Posted by salim at 08:22 PM | Comments (0)

July 02, 2004

In massalia there were no networks

Surprised to find an outpost of a local independent bookstore at the airport, and happily picked up Cunliffe's The Extraordinary Voyage of Pytheas the Greekcover.
Need to find a copy of Mark Buchanan's Nexus: Small Worlds and the Groundbreaking Science of Networks.

Posted by salim at 11:21 PM | Comments (0)

July 01, 2004

Mind your prefixes

In the sentence "After immigrating to New York in 1964, he worked as a clerk at the Indian Consulate ..." shouldn't the use of the accusative be required?

Posted by salim at 12:12 PM | Comments (0)

June 30, 2004

Scalpel salami

NYTimes.com illustration: Clinical Profiles in Cell-Addictive Behavior
Posted by salim at 11:33 PM | Comments (0)

June 29, 2004

Anything but pedestrian.

Bless Santiago Calatrava for working on commission for pedestrian bridges. Despite how long an architect's rise to prominence can take, Calatrava has undertaken two of the more beautiful pedestrian bridges (one in Bilbao, and a new one in Redding).

Posted by salim at 11:07 PM | Comments (0)

June 28, 2004

Four syllables, or five?

Ever wonder about the physics behind traffic signal sensors? The sensors measure changes in inductance, but that still leaves a lot of issues, like ferrous vs. conductive, and contributions of frame vs. wheels.

If you've got aluminum rims, your frame material doesn't matter, because they operate at high frequencies, where the key component is a conductive piece of metal -- not carbon fibre, you weight weenie -- that allows an induced eddy current (e.g. closed loop). Rims get closer to the wires than the frame, align the wheel with one of the wires, so the maximum number of magnetic flux lines pass through your rim. If the sensor is a figure-8 pattern, the middle wire is twice as sensitive as the edge wires.

California has codes designed to address the engineering of cyclists in intersections.

Isaac Asimov wrote an excellent short story called "Unique is where you find it" about a problem posed to an eager young chemist by his antagonistic professor. There, I've spoiled the story for you.

Posted by salim at 05:25 PM | Comments (0)

June 27, 2004

On the origin of cities

Having heard that this year's National Spelling Bee winner took the prize with autochthonous, I wondered where I might stumble upon that word. The answer: on the first page of the Introduction to Gotham: A History of New York City to 1898 -- the year that Brooklyn, Manhattan, Queens, Staten Island, and The Bronx united as boroughs of New York City. This 1100-page volume, the first in the self-billed definitive history of the city, has a table of contents that runs to ten pages.
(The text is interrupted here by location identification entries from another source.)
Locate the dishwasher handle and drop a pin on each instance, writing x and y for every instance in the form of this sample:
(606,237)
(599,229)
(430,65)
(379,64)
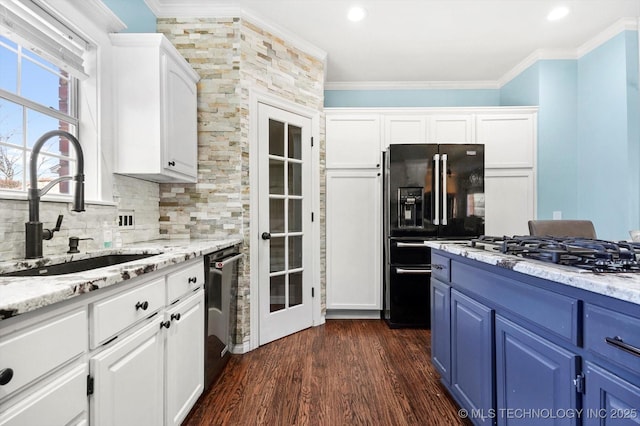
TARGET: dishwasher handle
(219,264)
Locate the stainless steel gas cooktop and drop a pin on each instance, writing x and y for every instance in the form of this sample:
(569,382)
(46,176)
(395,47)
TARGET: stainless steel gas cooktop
(589,254)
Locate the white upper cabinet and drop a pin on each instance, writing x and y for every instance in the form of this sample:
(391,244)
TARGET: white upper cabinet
(353,141)
(510,139)
(453,128)
(405,129)
(155,111)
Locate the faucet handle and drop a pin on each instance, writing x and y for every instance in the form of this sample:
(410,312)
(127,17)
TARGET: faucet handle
(73,244)
(47,234)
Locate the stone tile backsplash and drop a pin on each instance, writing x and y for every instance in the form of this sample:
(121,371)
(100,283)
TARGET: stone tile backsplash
(140,196)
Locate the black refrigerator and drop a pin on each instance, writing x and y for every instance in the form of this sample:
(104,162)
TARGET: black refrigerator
(431,191)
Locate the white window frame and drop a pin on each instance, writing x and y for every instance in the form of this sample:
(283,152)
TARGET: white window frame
(93,21)
(70,117)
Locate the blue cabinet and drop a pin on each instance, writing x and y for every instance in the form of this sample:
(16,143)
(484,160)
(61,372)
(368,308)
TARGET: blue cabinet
(441,328)
(609,400)
(472,356)
(534,376)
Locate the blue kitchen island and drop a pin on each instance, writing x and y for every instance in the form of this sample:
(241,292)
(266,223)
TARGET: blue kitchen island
(519,341)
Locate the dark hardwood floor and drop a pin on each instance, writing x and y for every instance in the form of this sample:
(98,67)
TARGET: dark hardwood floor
(346,372)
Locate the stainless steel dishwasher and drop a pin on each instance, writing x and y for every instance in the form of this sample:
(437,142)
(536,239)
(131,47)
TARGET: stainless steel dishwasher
(221,287)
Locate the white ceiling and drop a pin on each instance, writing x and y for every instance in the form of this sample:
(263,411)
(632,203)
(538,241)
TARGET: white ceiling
(470,43)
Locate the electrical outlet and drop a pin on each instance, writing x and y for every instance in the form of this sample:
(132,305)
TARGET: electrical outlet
(126,219)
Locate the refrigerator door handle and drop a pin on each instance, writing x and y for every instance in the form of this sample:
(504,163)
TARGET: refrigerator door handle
(444,189)
(436,183)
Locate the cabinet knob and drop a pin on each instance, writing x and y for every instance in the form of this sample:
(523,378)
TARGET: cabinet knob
(6,374)
(142,305)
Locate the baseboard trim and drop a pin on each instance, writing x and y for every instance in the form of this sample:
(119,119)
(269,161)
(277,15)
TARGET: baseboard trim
(352,314)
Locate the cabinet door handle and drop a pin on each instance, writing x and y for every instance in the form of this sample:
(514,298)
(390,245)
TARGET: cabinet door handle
(620,344)
(6,374)
(413,271)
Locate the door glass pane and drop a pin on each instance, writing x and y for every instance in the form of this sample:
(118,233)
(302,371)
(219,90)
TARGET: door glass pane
(277,254)
(276,293)
(295,289)
(295,215)
(295,179)
(276,215)
(276,138)
(276,177)
(294,142)
(295,252)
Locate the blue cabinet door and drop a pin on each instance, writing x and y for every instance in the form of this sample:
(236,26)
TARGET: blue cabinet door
(609,400)
(441,328)
(472,357)
(534,379)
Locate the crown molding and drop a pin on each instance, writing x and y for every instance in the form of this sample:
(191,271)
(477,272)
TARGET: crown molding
(94,10)
(409,85)
(200,9)
(624,24)
(537,55)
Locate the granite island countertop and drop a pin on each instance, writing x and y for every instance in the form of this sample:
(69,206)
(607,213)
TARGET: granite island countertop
(19,295)
(623,286)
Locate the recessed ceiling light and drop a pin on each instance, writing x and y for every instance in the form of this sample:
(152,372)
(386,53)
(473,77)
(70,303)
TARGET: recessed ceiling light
(558,13)
(356,14)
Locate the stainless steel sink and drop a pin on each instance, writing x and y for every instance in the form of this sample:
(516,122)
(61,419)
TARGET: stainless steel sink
(78,265)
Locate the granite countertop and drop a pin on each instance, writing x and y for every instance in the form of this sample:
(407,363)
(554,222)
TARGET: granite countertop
(617,285)
(23,294)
Once you have a city, you have to decorate it:


Image a city where graffiti wasn't illegal, a city where everybody could draw wherever they liked. Where very street was awash with a million colours and little phrases. Where standing at a bus stop was never boring. A city that felt like a living breathing thing which belonged to everybody, not just the estate agents and barons of big business. Imagine a city like that a stop leaning against the wall - its wet.